Konsultasi dengan Penasihat Keuangan
Edukasi mandiri penting, tetapi integrasi saham preferen ke dalam rencana finansial menyeluruh sering membutuhkan perspektif profesional, khususnya terkait pajak, horizon waktu, dan komposisi aset yang sesuai profil risiko.
Catatan (sesuai naskah): konten ini bersifat informatif dan bukan nasihat investasi. Kinerja masa lalu tidak menjamin hasil di masa depan. Konsultasikan dengan penasihat keuangan berlisensi sebelum mengambil keputusan investasi.
Materi pemasaran ini bukan merupakan rekomendasi investasi atau saran strategi investasi. Informasi ini tidak menjamin kinerja atau hasil investasi di masa mendatang. Aktivitas trading melibatkan risiko kerugian finansial yang signifikan, termasuk kemungkinan kehilangan sebagian maupun seluruh modal yang diinvestasikan. Segala keputusan trading sepenuhnya menjadi tanggung jawab individu.
FAQ
Saham preferen umumnya dianggap lebih defensif dibanding saham biasa karena memiliki prioritas dividen dan preferensi likuidasi. Dalam kondisi tekanan finansial perusahaan, pemegang saham preferen berada di atas pemegang saham biasa dalam urutan klaim. Meski demikian, saham preferen tetap bukan instrumen bebas risiko karena masih membawa risiko pasar, risiko kredit penerbit, dan risiko suku bunga, serta tetap berada di bawah pemegang obligasi.
Secara umum, potensi capital gain saham preferen lebih terbatas dibanding saham biasa. Harga saham preferen cenderung bergerak mendekati nilai nominal, meskipun tetap dapat berubah karena pergerakan suku bunga, perubahan persepsi risiko kredit penerbit, dan dinamika permintaan pasar. Untuk saham preferen konversi, potensi capital gain bisa meningkat jika saham biasa underlying naik signifikan dan investor memilih opsi konversi.
Risiko utama mencakup:
- Risiko suku bunga: terutama pada saham preferen fixed-rate, harga bisa turun ketika suku bunga naik
- Risiko kredit: risiko penerbit menunda dividen atau mengalami gagal bayar dalam skenario ekstrem
- Call risk: penerbit dapat menebus saham pada harga tertentu, sering kali ketika suku bunga turun, yang dapat menghentikan arus pendapatan dan membatasi potensi return
Saham preferen dapat membantu menghadapi inflasi terutama melalui dividen yang relatif konsisten dan sering kali lebih tinggi dibanding banyak instrumen pendapatan tetap berkualitas tinggi.

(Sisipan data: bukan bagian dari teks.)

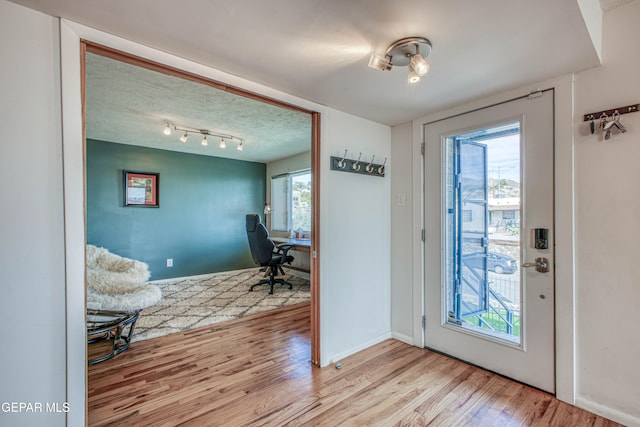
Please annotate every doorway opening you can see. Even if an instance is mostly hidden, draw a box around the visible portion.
[81,41,320,365]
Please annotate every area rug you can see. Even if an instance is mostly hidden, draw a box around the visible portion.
[132,268,311,341]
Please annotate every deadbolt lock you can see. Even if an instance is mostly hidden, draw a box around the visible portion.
[522,257,549,273]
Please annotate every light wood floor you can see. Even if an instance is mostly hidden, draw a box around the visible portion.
[89,304,618,427]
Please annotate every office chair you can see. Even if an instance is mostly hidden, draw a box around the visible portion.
[247,214,293,294]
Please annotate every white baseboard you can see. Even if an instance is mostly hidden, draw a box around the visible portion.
[391,332,415,345]
[576,396,640,427]
[323,332,392,366]
[148,267,260,285]
[148,266,309,285]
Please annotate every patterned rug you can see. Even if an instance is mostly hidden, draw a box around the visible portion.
[132,268,311,341]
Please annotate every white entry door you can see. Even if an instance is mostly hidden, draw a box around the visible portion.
[424,91,555,393]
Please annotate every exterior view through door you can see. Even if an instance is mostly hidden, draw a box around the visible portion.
[424,91,555,393]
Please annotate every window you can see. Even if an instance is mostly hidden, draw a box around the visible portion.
[271,170,311,232]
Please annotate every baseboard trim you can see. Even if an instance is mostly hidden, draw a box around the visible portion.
[148,266,309,284]
[575,396,640,427]
[391,332,415,345]
[324,332,392,366]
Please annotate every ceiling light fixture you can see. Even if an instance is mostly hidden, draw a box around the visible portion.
[369,37,431,83]
[163,119,244,151]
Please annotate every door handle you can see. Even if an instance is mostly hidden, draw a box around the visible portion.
[522,258,549,273]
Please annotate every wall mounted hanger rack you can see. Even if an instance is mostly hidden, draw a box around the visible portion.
[584,104,640,122]
[331,150,387,177]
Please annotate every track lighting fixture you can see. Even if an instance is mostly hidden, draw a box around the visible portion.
[369,37,431,83]
[162,119,244,151]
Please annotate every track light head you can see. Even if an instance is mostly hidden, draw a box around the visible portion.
[369,37,431,83]
[163,119,244,151]
[409,53,431,77]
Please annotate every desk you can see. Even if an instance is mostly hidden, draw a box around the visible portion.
[271,237,311,253]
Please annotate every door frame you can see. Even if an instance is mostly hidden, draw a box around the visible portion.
[59,19,322,426]
[411,79,576,404]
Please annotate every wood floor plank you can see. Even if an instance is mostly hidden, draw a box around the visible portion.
[88,304,617,427]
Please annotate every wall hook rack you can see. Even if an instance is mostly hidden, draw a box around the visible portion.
[584,104,640,122]
[331,150,387,177]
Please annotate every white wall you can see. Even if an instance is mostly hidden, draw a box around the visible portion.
[391,123,420,345]
[320,110,394,364]
[391,1,640,426]
[0,0,67,426]
[575,1,640,425]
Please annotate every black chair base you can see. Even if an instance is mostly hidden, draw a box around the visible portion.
[249,267,293,295]
[87,310,140,365]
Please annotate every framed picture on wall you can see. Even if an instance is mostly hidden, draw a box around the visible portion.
[123,171,160,208]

Arus kas ini dapat membantu menutup kenaikan biaya hidup. Floating-rate preferred biasanya lebih efektif karena dividen dapat naik ketika benchmark suku bunga naik, yang kerap terjadi saat inflasi tinggi dan bank sentral memperketat kebijakan.
Ya. Harga saham preferen dapat turun karena kenaikan suku bunga, penurunan kualitas kredit penerbit, atau tekanan likuiditas. Kerugian juga dapat terjadi jika investor membeli di atas nilai nominal dan saham kemudian dipanggil (call) pada harga nominal, sehingga premium yang dibayar tidak kembali. Seperti instrumen pasar lainnya, saham preferen tetap memiliki risiko.

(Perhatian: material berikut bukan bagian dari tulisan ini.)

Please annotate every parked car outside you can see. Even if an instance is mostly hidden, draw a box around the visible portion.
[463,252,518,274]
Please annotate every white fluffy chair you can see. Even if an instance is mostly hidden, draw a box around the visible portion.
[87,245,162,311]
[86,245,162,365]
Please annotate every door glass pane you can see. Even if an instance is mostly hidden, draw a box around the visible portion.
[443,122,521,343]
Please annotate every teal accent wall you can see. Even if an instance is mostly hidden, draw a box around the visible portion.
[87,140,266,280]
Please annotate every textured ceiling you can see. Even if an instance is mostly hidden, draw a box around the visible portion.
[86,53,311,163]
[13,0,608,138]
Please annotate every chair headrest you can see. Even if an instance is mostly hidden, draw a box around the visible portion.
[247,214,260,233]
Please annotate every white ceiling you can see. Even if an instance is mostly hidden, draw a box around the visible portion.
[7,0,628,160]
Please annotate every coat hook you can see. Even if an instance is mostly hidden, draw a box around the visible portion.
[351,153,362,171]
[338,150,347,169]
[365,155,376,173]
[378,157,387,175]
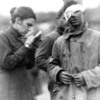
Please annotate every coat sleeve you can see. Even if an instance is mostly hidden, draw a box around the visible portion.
[0,37,28,69]
[81,33,100,89]
[48,41,63,81]
[36,36,54,71]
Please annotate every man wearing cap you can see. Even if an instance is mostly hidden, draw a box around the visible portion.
[48,1,100,100]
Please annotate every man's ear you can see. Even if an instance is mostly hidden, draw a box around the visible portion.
[15,17,22,25]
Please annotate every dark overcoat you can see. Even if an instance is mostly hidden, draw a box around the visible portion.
[0,26,33,100]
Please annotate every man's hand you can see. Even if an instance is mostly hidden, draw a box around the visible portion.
[59,71,72,84]
[25,31,42,46]
[73,73,86,86]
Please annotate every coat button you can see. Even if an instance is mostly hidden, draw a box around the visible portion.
[72,95,75,100]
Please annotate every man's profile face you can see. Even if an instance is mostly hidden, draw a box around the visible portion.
[68,10,84,26]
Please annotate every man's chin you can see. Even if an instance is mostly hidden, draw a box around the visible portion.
[72,22,80,27]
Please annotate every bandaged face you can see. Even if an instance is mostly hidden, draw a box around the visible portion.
[64,4,84,21]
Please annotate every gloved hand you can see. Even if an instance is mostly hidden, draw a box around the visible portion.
[73,73,86,86]
[25,35,35,45]
[25,31,42,46]
[58,71,72,84]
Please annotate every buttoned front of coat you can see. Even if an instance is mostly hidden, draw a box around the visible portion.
[48,29,100,100]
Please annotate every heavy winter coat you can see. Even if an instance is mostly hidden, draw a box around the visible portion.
[48,29,100,100]
[0,26,34,100]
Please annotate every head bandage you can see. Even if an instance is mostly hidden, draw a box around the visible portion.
[64,4,84,20]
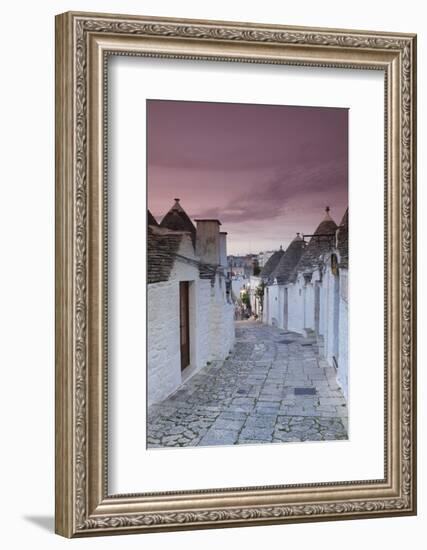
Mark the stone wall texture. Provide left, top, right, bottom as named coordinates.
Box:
left=147, top=238, right=234, bottom=405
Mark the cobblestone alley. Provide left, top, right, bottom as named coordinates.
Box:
left=147, top=321, right=347, bottom=448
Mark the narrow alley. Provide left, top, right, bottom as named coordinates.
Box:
left=147, top=321, right=348, bottom=448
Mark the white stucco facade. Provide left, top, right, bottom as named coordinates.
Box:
left=147, top=233, right=234, bottom=405
left=263, top=249, right=348, bottom=404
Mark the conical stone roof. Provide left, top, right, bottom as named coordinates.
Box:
left=259, top=250, right=285, bottom=280
left=160, top=199, right=196, bottom=245
left=147, top=210, right=159, bottom=226
left=289, top=208, right=337, bottom=281
left=269, top=233, right=305, bottom=285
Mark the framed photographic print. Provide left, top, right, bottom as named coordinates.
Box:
left=56, top=12, right=416, bottom=537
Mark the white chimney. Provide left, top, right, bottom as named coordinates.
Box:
left=195, top=220, right=221, bottom=265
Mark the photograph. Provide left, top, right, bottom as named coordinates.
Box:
left=148, top=99, right=351, bottom=449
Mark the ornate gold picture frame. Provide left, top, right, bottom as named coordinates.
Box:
left=55, top=12, right=416, bottom=537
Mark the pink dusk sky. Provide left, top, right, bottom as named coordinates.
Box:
left=147, top=100, right=348, bottom=254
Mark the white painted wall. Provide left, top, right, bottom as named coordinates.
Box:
left=288, top=276, right=304, bottom=334
left=0, top=4, right=427, bottom=550
left=147, top=237, right=234, bottom=405
left=337, top=269, right=350, bottom=399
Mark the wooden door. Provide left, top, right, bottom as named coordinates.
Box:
left=179, top=281, right=190, bottom=370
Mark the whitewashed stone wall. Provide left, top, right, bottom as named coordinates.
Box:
left=337, top=269, right=349, bottom=399
left=147, top=238, right=234, bottom=405
left=288, top=276, right=305, bottom=334
left=208, top=275, right=234, bottom=361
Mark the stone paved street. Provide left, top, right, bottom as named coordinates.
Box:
left=147, top=321, right=347, bottom=448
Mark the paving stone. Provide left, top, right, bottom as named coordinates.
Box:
left=147, top=322, right=348, bottom=448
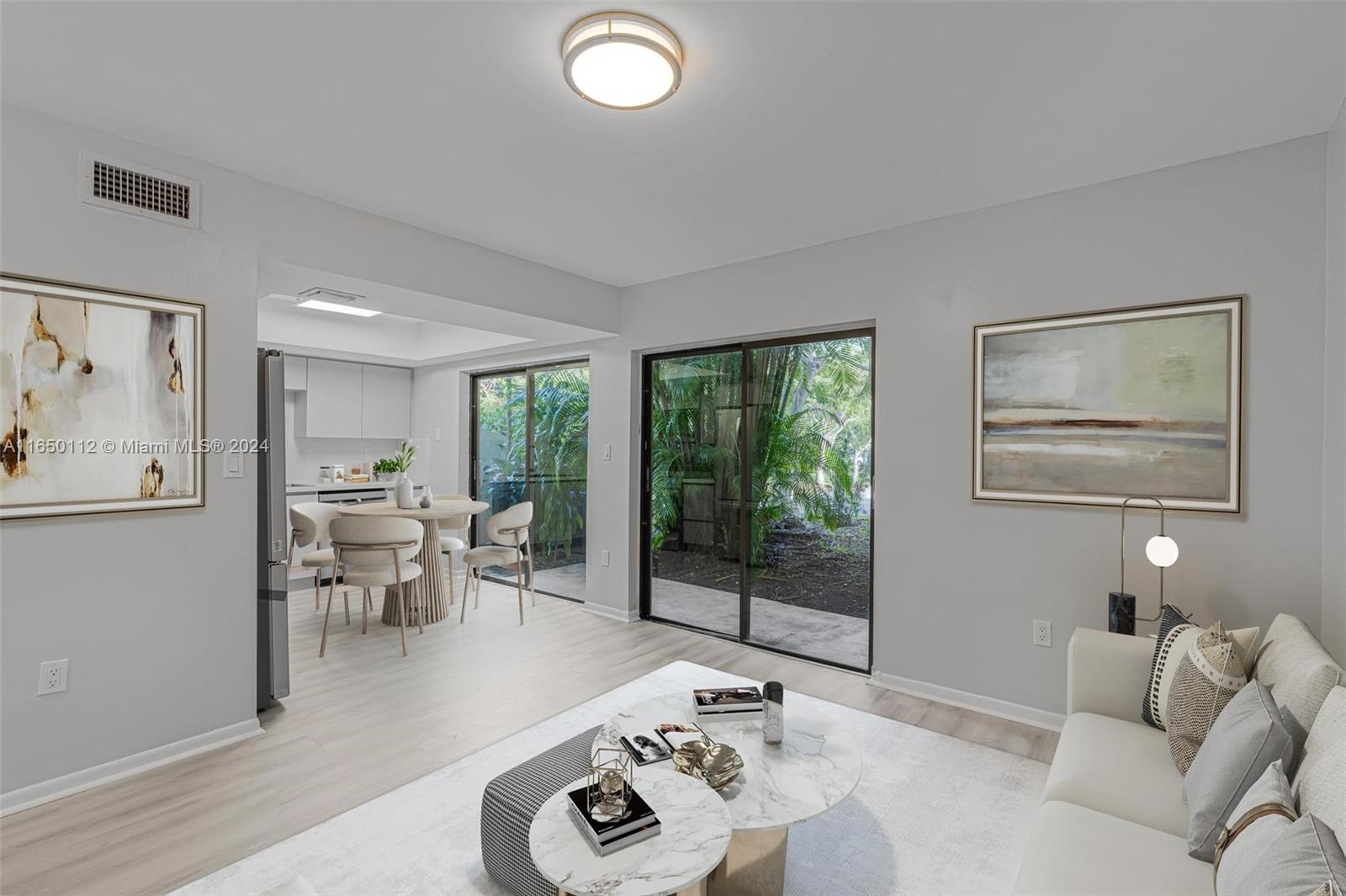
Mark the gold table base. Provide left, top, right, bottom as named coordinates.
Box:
left=707, top=827, right=790, bottom=896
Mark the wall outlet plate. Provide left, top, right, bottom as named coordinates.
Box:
left=38, top=660, right=70, bottom=697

Banyak investor menggunakan saham preferen sebagai komponen portofolio pendapatan karena dividen yang relatif stabil dan lebih prediktif dibanding dividen saham biasa. Namun, kesesuaian bergantung pada profil risiko, kebutuhan likuiditas, serta toleransi terhadap risiko suku bunga dan kredit. Diversifikasi dan pemilihan penerbit yang kuat menjadi kunci jika tujuan utamanya adalah pendapatan yang konsisten.
- Kumulatif: jika dividen tidak dibayar, dividen tersebut menjadi tunggakan dan harus dibayar di masa depan sebelum pemegang saham biasa dapat menerima dividen
- Non-kumulatif: jika dividen dilewatkan, pembayaran tersebut umumnya hilang dan tidak menjadi kewajiban yang harus dilunasi
Bagi investor berorientasi pendapatan, saham preferen kumulatif biasanya memberikan perlindungan lebih baik.